1/4の支出ですら決して楽ではない状況でしたが、しかし、まぁそれでも、お陰様で大量の機材を一気に導入することができました。

夢の自宅スタジオがあっという間にできあがった訳です。

そして、お陰様で遠隔で納得できるレベルのレコーディングができるようになり、Podcast、YouTubeの動画と今までトライできなかったジャンルに次々飛び込むことになります。

もう勉強に次ぐ勉強でしたが、実にスリリングで面白い体験となりました。

 

3. 突然のマキシマムライフ

さて、長くなりましたが、実はここまでは本題ではなく、前振りですw

この半年間のものの購入ペースが恐ろしかったというのが本日の主題です。

ざっくりカウントして1次、4次両方合わせて実に80品目以上に上りました。

Amazonの注文履歴がおかしいです。

領収書の量がおかしいです。

廃棄した段ボールの量も、配達員の方々を迎え出た回数も、普通ではありませんでした。

良いものを徹底的に調べ上げて間違いないものを購入するというアクションは結構好きなので、こういう形で普段買えないものを次から次へ買えるというのはそれこそ夢のような体験な訳です。

いや、正確には夢のような体験のはずでした。

しかし、実際に訪れた感情に自分は戸惑うばかりでした。

次から次へ良いもの、念願のものが届く、喜びに満ち溢れる体験のはずなのに、手にして沸き起こる喜びはほんの短期間。

それどころか、信じ難いことに、むしろ次から次へとものが増えて、物の量をコントロールできなくなり、持て余すものすら出てくる状況にストレスを感じるようになってしまったのです。

しかも買えば買う程今度はあれが欲しい、これが欲しいという感情が次々生まれて、一層の飢えが来る悪循環。

これは自分にはショッキングな出来事でした。

 

4. ミニマルへの反動

そんな時にたまたま読んだのが、

ジョシュア・フィールズ・ミルバーン, ライアン・ニコデマス共著, 吉田俊太郎訳『minimalism』

という本でした。

電子書籍で見つけて、シンプルな装丁に惹かれて読んだのですが、同じようなことが書いてありました。

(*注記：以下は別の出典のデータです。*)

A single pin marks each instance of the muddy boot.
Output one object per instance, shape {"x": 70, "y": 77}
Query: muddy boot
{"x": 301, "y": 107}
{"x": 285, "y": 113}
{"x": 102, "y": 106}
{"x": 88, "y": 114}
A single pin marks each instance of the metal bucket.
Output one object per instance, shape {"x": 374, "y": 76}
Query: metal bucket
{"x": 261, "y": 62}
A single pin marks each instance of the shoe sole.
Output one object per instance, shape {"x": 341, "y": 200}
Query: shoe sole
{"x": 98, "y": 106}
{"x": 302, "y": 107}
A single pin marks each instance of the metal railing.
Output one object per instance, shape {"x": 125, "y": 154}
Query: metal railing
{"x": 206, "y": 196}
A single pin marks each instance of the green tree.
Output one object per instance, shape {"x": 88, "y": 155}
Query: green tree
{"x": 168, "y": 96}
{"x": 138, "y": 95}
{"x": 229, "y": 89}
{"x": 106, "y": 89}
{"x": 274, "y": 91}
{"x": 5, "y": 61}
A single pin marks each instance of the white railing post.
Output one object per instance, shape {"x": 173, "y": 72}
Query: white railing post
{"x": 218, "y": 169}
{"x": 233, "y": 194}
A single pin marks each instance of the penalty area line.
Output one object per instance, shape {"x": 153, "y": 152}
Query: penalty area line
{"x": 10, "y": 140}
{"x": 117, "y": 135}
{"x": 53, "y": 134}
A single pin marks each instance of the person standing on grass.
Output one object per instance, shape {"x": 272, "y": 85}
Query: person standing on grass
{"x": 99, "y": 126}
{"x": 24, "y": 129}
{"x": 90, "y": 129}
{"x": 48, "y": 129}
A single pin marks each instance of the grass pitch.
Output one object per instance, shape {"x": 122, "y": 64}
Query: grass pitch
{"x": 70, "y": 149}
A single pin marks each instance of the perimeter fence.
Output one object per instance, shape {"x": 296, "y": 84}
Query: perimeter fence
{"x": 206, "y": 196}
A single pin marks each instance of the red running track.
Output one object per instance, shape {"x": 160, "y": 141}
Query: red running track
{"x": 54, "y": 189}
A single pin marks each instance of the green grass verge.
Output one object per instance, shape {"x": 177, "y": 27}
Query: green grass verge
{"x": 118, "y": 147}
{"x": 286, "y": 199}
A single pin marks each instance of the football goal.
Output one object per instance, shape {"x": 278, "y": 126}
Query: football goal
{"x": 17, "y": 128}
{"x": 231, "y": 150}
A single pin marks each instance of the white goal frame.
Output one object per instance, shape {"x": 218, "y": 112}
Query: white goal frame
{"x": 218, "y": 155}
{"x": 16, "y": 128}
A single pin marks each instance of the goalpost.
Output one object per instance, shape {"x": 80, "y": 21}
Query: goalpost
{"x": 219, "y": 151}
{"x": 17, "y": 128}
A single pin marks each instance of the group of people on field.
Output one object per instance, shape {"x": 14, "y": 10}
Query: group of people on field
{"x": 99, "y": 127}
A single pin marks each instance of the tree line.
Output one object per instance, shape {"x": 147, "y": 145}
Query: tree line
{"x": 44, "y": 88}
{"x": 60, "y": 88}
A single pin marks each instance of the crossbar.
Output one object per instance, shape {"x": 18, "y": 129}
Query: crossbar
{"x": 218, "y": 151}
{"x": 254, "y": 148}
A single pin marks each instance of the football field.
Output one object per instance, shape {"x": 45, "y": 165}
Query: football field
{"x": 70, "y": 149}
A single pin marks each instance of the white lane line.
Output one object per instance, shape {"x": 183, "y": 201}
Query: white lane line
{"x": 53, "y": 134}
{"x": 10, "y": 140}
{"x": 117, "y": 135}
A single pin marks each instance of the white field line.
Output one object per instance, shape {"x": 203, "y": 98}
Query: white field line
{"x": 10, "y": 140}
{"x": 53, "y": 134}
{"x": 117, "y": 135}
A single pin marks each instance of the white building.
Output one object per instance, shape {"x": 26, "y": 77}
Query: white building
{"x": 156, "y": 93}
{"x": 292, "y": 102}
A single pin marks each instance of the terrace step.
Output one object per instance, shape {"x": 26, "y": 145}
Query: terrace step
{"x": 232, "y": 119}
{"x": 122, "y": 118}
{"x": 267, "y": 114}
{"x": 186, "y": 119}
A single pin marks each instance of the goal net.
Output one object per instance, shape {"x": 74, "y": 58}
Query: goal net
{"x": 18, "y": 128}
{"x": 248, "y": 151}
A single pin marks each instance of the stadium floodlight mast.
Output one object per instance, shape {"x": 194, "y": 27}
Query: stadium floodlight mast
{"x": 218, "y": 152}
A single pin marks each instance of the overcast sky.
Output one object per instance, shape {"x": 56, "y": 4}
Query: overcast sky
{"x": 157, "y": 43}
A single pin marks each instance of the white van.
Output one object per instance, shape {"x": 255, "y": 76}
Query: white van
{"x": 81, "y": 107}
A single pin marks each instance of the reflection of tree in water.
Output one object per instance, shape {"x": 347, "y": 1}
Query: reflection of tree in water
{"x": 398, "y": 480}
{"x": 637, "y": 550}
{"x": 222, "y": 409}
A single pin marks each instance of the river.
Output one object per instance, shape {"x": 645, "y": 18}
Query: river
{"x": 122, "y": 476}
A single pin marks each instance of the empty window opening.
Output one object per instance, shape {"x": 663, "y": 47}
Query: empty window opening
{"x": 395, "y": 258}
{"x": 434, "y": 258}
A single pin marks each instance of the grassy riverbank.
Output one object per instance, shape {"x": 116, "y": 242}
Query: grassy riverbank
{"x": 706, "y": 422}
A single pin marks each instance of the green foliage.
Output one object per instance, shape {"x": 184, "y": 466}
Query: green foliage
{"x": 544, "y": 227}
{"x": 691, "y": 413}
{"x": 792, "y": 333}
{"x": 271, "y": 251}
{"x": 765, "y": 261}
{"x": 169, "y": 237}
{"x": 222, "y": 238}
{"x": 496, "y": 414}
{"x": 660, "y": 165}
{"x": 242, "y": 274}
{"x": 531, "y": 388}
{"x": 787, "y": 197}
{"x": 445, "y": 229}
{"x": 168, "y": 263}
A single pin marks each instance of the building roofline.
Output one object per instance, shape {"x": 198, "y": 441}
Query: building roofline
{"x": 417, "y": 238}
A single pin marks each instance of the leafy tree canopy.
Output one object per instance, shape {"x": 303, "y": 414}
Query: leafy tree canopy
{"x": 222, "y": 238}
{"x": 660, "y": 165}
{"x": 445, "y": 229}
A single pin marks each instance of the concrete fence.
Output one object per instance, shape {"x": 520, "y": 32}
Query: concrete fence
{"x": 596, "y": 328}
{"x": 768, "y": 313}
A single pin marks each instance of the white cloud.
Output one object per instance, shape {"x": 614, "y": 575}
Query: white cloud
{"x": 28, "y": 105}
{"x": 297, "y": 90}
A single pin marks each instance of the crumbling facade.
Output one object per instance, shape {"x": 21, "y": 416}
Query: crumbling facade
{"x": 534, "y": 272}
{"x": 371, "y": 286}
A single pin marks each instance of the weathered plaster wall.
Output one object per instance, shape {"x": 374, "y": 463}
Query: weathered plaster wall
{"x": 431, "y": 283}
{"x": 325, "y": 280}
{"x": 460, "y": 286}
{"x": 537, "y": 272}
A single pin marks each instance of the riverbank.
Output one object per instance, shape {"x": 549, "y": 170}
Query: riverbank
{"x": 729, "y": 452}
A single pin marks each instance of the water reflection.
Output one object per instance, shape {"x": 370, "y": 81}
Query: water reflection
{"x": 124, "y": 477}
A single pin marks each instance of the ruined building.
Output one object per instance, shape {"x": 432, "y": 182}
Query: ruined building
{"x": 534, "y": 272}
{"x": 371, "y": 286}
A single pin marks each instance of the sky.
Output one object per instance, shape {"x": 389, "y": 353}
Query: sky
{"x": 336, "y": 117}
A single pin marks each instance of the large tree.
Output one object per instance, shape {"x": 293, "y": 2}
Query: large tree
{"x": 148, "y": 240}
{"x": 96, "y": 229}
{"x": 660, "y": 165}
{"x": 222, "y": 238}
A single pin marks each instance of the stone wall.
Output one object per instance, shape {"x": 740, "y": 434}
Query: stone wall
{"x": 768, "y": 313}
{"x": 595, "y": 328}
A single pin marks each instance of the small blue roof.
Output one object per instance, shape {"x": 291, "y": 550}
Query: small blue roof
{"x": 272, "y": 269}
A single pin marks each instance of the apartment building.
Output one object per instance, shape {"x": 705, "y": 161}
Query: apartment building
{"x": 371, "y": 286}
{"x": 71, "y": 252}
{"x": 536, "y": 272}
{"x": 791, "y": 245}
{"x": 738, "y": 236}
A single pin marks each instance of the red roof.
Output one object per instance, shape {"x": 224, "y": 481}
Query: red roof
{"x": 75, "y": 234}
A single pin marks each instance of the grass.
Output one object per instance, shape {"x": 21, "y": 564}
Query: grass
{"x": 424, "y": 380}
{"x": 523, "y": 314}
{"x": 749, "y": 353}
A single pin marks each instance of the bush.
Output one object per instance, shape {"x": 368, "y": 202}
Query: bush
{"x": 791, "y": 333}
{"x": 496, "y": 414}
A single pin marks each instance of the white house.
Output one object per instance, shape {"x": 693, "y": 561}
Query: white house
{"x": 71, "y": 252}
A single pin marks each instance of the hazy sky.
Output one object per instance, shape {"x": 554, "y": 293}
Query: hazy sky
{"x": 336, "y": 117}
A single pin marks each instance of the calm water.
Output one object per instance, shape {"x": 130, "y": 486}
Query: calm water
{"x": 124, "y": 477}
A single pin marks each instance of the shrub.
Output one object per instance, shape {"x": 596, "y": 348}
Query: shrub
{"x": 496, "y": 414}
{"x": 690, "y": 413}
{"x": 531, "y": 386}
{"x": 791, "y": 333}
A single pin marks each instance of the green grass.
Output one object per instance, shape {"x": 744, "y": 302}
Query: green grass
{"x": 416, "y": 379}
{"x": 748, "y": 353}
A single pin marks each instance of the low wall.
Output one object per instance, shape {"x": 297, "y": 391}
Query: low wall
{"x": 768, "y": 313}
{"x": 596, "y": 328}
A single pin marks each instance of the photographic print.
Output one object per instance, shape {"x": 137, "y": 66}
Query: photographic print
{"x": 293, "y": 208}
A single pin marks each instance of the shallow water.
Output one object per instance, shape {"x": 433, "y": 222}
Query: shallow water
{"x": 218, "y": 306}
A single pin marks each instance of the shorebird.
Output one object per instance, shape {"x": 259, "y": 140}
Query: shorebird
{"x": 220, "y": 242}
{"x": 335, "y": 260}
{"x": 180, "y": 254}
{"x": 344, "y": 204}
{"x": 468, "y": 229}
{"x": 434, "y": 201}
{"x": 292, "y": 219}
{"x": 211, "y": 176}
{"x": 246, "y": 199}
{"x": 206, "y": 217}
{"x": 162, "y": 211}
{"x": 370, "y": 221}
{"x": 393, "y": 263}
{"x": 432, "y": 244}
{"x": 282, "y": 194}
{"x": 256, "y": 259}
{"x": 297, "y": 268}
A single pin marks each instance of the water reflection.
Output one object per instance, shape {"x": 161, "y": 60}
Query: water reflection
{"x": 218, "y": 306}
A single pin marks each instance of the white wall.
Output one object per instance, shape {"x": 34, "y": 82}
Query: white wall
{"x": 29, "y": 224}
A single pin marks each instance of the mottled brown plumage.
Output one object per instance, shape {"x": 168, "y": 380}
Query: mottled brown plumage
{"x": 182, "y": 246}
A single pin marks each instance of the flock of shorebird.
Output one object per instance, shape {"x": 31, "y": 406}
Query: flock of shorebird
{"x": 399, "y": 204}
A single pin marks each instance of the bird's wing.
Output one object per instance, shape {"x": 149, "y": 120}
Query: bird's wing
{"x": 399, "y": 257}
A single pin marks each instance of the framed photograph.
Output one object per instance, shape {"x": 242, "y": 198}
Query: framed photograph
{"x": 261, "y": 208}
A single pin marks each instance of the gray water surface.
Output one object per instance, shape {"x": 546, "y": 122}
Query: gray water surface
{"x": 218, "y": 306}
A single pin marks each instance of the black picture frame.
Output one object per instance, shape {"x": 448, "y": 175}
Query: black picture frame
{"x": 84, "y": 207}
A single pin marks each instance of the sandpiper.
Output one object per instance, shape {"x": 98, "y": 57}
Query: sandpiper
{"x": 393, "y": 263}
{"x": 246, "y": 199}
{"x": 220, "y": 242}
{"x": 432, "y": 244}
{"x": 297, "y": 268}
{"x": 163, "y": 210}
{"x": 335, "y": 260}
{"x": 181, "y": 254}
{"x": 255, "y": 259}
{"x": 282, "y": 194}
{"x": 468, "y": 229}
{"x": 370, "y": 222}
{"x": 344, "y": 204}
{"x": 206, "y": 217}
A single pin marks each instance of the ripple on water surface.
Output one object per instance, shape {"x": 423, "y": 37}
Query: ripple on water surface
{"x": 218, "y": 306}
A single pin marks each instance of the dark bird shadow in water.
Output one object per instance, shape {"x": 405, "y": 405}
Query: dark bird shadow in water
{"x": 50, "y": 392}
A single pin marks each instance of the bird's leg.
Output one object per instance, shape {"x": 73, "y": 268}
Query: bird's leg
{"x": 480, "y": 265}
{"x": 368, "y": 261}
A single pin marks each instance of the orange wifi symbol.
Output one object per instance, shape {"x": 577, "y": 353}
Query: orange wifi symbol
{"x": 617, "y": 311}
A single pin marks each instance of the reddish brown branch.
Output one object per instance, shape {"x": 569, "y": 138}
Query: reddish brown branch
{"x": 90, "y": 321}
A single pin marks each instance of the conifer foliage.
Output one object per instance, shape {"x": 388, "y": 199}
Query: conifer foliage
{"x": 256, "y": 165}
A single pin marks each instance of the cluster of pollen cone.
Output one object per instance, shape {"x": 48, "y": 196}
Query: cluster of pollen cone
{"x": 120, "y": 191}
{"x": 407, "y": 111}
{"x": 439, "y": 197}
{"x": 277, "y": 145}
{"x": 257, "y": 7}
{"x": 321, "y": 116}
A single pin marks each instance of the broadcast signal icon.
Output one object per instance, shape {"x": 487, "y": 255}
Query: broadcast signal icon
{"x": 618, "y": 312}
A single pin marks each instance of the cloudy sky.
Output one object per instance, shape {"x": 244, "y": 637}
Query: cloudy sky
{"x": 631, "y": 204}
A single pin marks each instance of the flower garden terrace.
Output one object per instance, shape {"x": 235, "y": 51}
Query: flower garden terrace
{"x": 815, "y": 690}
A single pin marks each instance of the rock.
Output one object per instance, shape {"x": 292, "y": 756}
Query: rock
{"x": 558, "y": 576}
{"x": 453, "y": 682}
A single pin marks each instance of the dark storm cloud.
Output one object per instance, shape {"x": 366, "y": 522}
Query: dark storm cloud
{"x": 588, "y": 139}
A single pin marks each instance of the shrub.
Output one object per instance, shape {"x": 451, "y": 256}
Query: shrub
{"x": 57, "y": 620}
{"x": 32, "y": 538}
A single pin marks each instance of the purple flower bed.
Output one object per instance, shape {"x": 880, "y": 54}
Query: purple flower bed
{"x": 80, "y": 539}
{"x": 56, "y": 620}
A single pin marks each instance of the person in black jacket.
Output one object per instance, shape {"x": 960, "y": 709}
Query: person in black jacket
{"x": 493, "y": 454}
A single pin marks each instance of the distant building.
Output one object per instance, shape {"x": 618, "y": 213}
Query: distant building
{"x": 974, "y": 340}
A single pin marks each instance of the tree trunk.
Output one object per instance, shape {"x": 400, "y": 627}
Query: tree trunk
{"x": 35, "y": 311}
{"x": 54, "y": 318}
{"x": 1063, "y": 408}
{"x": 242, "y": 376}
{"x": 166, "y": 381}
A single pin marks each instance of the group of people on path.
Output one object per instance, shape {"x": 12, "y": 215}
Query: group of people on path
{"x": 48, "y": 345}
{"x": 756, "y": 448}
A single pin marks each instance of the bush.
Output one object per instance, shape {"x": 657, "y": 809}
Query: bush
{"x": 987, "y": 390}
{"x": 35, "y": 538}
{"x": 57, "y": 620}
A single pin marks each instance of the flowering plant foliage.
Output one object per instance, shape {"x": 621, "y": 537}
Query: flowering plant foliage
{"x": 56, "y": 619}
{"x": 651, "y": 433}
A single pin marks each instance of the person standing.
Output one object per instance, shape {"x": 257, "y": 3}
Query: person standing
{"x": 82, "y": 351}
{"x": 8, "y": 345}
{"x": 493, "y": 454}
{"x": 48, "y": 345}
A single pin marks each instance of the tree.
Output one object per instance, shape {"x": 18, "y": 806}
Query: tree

彼らは誰もが羨む出世コースに乗り、バリバリ稼ぎ、大きな家に住み、良い車に乗って、欲しいものは何でも手に入れたが、ちっとも幸せではなかった、それでものを手放して、仕事を辞めて、小さな家に住んで、最小限の出費のみで小説とblogを書いて暮らしている今が幸せ、ざっくり言うとこういう話。

自分はバリバリ稼いだ訳でも、大きな家や高い車を買った訳でもないけれど、短期的には彼らと全く同じ体験をしていたなと読んだ瞬間に思いました。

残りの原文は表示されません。